Rawlings first held Freedom Worship Center services in Warrenton Middle School. He put up signs from Warrenton Lakes to Opal to gain new members, and word of his new church started to spread, he said. About 25 people were showing up weekly for the nine months they spent in the school. When they couldn’t book the space for Easter 2015, Rawlings knew it was time to make a move.

The transition was tough, Rawlings said. The church lost members when they moved services into the Rawlings family living room.

“They’re not comfortable there,” Rawlings said. “I get that. I understand that. My house isn’t huge. It’s a single family home and we’re meeting in the living room.”

On Aug. 11, 2015, Rawlings got the go-ahead to move into the new space, vacant now for over two years. Fletcher, a contractor by day, and other leaders helped gut and renovate the office space as quickly as possible.

“When this building opened up we had to use our imagination,” Rawlings said.

But every time the church has needed money or help, the donations and volunteers stepped up, he added.

Bealeton farmer Steve Rice attended Freedom Worship Center since the official opening in the new home. He said he has searched for years for a church like Rawlings’.

“I was saved in a charismatic church that believed in the full gospel. It’s hard to find a church like that,” Rice said. “Most people don’t preach that.”

Rice said most preachers teach life lessons, but don’t actually read you what the bible says: that a miracle created Earth and man.

“God is in the miracle business,” Rice said, but added that most Christians act like God’s miracle-era has passed. Freedom Worship Center reminds him of churches from 20 years ago.

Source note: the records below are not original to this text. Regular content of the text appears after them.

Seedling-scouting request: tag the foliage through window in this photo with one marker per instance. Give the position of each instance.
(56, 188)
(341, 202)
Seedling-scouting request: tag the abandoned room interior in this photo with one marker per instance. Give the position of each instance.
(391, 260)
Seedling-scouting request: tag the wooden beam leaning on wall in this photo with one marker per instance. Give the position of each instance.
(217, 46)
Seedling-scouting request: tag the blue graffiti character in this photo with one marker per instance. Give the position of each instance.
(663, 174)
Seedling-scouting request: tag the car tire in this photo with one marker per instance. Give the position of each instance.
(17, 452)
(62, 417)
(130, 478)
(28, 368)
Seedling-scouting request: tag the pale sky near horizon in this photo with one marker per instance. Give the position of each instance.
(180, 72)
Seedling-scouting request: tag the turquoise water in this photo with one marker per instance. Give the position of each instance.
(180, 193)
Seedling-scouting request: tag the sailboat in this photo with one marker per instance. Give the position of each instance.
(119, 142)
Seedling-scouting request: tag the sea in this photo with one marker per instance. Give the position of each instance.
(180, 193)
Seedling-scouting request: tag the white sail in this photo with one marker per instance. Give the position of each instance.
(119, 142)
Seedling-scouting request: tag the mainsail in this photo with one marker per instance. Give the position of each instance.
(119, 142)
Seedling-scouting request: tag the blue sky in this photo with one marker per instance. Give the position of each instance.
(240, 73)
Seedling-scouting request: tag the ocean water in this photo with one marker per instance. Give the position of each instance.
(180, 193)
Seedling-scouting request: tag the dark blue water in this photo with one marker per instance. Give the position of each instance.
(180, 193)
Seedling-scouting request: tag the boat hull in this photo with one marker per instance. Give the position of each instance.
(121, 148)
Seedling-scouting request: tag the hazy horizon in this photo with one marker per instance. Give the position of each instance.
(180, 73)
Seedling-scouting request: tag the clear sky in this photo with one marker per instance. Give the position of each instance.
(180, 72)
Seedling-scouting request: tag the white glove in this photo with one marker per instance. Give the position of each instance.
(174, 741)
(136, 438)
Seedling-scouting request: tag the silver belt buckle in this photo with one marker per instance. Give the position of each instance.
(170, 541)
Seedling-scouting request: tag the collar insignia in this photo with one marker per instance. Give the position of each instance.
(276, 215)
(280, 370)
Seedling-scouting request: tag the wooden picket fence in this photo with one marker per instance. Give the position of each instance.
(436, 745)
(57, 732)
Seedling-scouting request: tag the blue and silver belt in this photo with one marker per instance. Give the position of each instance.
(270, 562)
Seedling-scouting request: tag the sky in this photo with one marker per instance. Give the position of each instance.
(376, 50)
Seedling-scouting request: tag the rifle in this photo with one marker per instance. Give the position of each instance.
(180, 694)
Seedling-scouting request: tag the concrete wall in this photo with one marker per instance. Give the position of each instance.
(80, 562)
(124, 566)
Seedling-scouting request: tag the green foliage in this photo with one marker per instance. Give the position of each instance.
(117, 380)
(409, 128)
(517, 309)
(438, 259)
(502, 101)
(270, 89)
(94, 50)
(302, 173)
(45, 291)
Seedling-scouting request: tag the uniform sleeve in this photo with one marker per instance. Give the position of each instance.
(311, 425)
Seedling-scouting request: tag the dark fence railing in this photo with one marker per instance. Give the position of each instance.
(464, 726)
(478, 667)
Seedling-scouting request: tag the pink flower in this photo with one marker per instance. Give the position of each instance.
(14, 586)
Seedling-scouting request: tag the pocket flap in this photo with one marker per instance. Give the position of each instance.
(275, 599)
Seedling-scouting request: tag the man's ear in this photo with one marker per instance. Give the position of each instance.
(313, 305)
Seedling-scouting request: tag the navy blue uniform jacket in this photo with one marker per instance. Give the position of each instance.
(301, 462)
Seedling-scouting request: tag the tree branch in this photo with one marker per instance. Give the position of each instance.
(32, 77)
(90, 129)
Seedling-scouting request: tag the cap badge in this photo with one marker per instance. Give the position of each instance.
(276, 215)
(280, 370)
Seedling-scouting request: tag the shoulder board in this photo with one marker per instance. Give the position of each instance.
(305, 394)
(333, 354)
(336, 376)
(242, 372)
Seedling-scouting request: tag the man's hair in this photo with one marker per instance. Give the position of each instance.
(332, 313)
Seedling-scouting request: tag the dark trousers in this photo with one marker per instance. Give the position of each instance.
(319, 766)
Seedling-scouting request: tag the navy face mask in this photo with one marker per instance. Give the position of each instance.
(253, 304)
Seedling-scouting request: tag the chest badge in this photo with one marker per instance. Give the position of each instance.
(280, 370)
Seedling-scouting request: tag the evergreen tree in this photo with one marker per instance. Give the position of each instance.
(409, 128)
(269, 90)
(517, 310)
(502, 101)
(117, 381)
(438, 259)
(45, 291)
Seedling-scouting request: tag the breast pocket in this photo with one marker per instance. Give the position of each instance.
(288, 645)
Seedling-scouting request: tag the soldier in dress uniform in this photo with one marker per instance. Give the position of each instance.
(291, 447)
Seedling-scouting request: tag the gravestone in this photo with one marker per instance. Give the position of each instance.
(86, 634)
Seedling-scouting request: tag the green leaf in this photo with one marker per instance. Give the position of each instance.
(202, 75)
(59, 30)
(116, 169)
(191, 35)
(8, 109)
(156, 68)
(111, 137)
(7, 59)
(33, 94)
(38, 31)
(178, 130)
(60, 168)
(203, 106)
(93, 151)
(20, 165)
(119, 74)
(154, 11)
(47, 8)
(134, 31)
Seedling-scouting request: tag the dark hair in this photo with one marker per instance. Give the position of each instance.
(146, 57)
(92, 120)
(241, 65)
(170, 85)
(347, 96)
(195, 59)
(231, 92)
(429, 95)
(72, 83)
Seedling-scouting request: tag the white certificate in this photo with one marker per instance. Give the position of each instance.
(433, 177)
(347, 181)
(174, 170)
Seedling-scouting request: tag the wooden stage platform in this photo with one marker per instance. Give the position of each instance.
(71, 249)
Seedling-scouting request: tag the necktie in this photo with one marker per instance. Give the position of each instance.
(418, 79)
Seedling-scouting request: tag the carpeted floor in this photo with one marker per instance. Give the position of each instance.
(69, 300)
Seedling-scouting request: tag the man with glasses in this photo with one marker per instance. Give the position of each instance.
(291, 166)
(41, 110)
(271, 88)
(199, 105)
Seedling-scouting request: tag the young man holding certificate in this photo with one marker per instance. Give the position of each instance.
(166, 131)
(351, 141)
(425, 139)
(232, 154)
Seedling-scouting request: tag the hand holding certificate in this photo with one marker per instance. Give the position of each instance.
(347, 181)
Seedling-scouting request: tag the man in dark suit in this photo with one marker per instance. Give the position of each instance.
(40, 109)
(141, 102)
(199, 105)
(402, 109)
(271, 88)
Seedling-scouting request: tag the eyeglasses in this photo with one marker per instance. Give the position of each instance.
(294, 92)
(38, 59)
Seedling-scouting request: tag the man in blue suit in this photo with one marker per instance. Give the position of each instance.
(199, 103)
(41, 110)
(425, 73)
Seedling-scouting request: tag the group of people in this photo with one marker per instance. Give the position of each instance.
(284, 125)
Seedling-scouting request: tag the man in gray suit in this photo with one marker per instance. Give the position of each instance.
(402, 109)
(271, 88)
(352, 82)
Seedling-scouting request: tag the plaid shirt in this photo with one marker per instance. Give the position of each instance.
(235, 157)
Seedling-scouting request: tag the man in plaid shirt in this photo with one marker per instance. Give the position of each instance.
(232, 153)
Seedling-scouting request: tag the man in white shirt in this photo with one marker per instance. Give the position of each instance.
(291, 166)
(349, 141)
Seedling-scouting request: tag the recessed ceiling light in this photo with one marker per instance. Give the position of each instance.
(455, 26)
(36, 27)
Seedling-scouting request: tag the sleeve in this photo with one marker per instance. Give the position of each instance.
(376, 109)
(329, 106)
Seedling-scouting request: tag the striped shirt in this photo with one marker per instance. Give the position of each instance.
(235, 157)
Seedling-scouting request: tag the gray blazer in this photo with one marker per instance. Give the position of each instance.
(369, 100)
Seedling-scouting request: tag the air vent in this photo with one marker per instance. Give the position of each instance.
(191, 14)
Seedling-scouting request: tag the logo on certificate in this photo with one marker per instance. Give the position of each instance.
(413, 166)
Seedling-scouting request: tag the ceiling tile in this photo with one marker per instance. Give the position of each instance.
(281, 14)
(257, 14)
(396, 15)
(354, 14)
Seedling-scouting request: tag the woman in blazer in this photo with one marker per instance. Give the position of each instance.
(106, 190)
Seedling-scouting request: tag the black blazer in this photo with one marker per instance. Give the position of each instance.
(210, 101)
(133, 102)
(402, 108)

“We’re all-in right now,” Rice said. “You feel the difference when God is in the room. I’m telling you, it’s different.”

Rawlings said he understands the apprehension in trusting such a young pastor, but said he isn’t young in the Lord by any stretch.

“What makes a church is the people,” Rawlings said.

His faith grows along with the church and congregation, he said, and has seen God make impossible situations possible already.

“We’re not going with the flow,” Rawlings said. “The Christian walk is to go against the grain, right now we’re the minority.”